Finances and fitness have led many down a greener path. I decided to seek expert advice from Susan Wells, a former colleague who generously shares apples and tomatoes from her garden. Wells is on the path to becoming a master gardener and has grown enough produce to feed a small nation. Here are her sinfully simple tips to help both of us get started:
Get to know your dirt: To find out what will grow in your neighborhood, Wells suggests contacting the cooperative extension office near you. A division of the Department of Agriculture, extension offices provide expert advice on growing yummy produce. Get your soil tested and find out what nutrients it needs to grow the veggies you like.
Start small: Most vegetables are quite easy to grow, Wells said. Some people are overwhelmed by all the choices, so it's a good thing to start small. A container garden will produce enough lettuce for your family for the entire spring. Or you can focus on herbs such as basil, oregano, thyme, rosemary, tarragon and dill to enhance your dishes all summer. Wells said it’s best to grow what your family likes to eat. For her growing boys, that means planting tomatoes, peppers, squash, collards, mustard and turnip greens, asparagus, okra, sweet potatoes, redskin potatoes, leeks, onions, lettuce, arugula, chard, oregano, dill, tarragon, fennel and thyme. (Did I mention that she has a green thumb?) Wells also grows basil for pesto sauce that she freezes and gives as Christmas gifts.

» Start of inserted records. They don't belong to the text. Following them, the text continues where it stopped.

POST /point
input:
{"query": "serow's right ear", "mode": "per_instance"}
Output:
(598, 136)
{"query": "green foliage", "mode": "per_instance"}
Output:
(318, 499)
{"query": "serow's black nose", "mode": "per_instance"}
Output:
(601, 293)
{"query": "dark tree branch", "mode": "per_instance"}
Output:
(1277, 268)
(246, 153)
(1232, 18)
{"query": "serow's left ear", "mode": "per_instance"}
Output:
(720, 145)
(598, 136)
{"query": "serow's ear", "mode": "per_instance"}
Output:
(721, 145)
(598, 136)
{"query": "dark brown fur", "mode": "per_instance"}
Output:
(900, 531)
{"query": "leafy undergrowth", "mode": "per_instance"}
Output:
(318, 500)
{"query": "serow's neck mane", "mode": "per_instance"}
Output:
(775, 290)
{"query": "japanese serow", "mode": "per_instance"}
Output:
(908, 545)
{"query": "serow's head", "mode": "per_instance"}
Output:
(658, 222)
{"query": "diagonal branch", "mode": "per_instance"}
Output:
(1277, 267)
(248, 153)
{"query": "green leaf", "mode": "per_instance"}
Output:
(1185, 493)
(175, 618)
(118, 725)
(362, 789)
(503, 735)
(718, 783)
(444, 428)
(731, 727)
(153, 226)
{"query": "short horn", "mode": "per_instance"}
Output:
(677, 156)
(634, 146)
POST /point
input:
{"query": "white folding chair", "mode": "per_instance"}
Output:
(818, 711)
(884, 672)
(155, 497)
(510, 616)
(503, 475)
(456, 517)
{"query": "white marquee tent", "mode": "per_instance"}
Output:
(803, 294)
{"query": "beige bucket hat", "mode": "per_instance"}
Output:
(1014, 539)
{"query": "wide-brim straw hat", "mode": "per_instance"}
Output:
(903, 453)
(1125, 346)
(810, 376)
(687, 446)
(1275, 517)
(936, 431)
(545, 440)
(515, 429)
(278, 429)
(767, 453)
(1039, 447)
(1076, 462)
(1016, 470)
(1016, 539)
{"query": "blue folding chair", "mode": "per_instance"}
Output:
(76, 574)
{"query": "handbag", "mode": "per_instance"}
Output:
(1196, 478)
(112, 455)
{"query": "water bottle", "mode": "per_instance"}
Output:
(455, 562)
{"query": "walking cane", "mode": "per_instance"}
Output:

Don’t fear fertilizer: Nitrogen is key to healthy soil. This essential nutrient gets used up by plants and has to be replaced every year. Wells said that good organic sources of nitrogen are abundant. When you rake leaves this fall, mow over them with your lawn mower and put them on the spot where you want to garden next year. Not only will they help choke out the grass on that spot, but this super-rich organic material will also help with drainage. Chemical-free grass clippings also are full of nitrogen. But Wells considers hard-working earthworms to be the best soil conditioners. (I’m a little squeamish on this point, but you go crazy.)
Get good garden tools: For a small garden, Wells suggests investing in a spade with a pointed end, a garden fork, a long-tined rake and some hand tools, such as a sturdy trowel. A good pair of gloves also should make the shopping list. Above all, avoid the cheapies — good tools will last a lifetime while cheap versions will simply cause frustration and hinder your progress.
There is power in numbers: As you get more ambitious, Wells suggests renting a plot in a community garden. For a small fee, you can grow anything you want, and benefit from your neighbors’ green wisdom.